19.45 Bragg seat on Heath I wasn't going to wqite any mors today but I've just seen a large crow chasing a smaller spamaowhawk, and the hawk swooping upward to evade it by supcrior manouverabilit - and I cannot resist noting it

There my be mistakes in that paragraph as I've not got my glasses. It will be interesting to see if thif gadget enablf me to write without seeing what I'm writing (or not much of it) but to write by feel of the hand movements - plus memory of what.s written and what's fomiug. Though I nornally waite without thinking more than say two to five words ahead. Perhaps furthem ahead now as the hh slows me down.

I can't see the cruw or the sparrowhawk.but I can here people playing a ball game in the distance.
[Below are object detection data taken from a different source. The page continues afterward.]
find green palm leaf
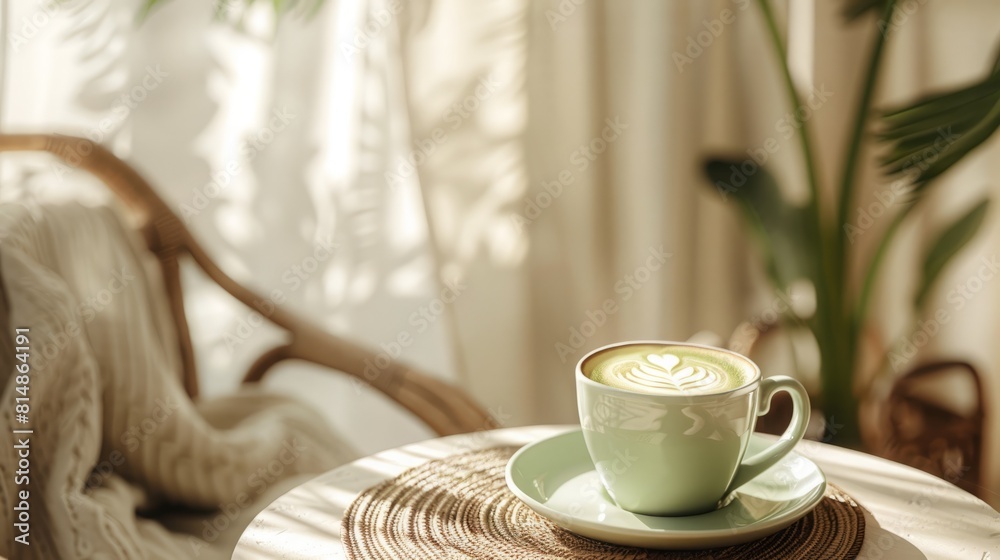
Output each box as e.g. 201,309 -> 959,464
704,158 -> 815,288
914,198 -> 990,309
840,0 -> 885,21
878,43 -> 1000,193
And over to my left ia a plane iw the stratosphere is (edving a slow curve of vapour trail in ite hazy blue sry as it slowlx turns from eastward to northwamd.

This is a good life if it not even with acl the suffering there is - which Vohn Cage quoted someone af sayiug is 'just the right amount'!

I like that - perhaps because I don.t experience suffering - when trings are difficult or friet itewing or sad ormiserable I don't think of it as suffering. I dislike the word, it seems to me too passive. Is that why I can never believe fully in Budhism=? '!life is suffering' seems to me to be a mistaken idea.

'Suffer little children to come unto me' sad Jesus. That's the meaning of the word that I can tolemate. He could have said 'allowwi. Ihem to come. So is 'suffering 'alcowing? And you don't have to allow it!

End of sermon on the bench i- his eovely evening... almost spoilt as it is for me by the-acressive sounds of people playing football or some such way of tryin



10.30 typing on a keyboard:
I can't resist leaving those spelling mistakes unchanged - they could not have been produced deliberately in any other way - and they are so poetic! So, despite the seriousness of what I was writing, I will leave this text as it is. Seriously. For everything is equal is it not?


Mark Twain is supposed to have said that the reason why the truth is stranger than fiction is that it doesn't have to get past an editor. So I resign from that role - at least for this piece...

...Except to add the chance-chosen colours.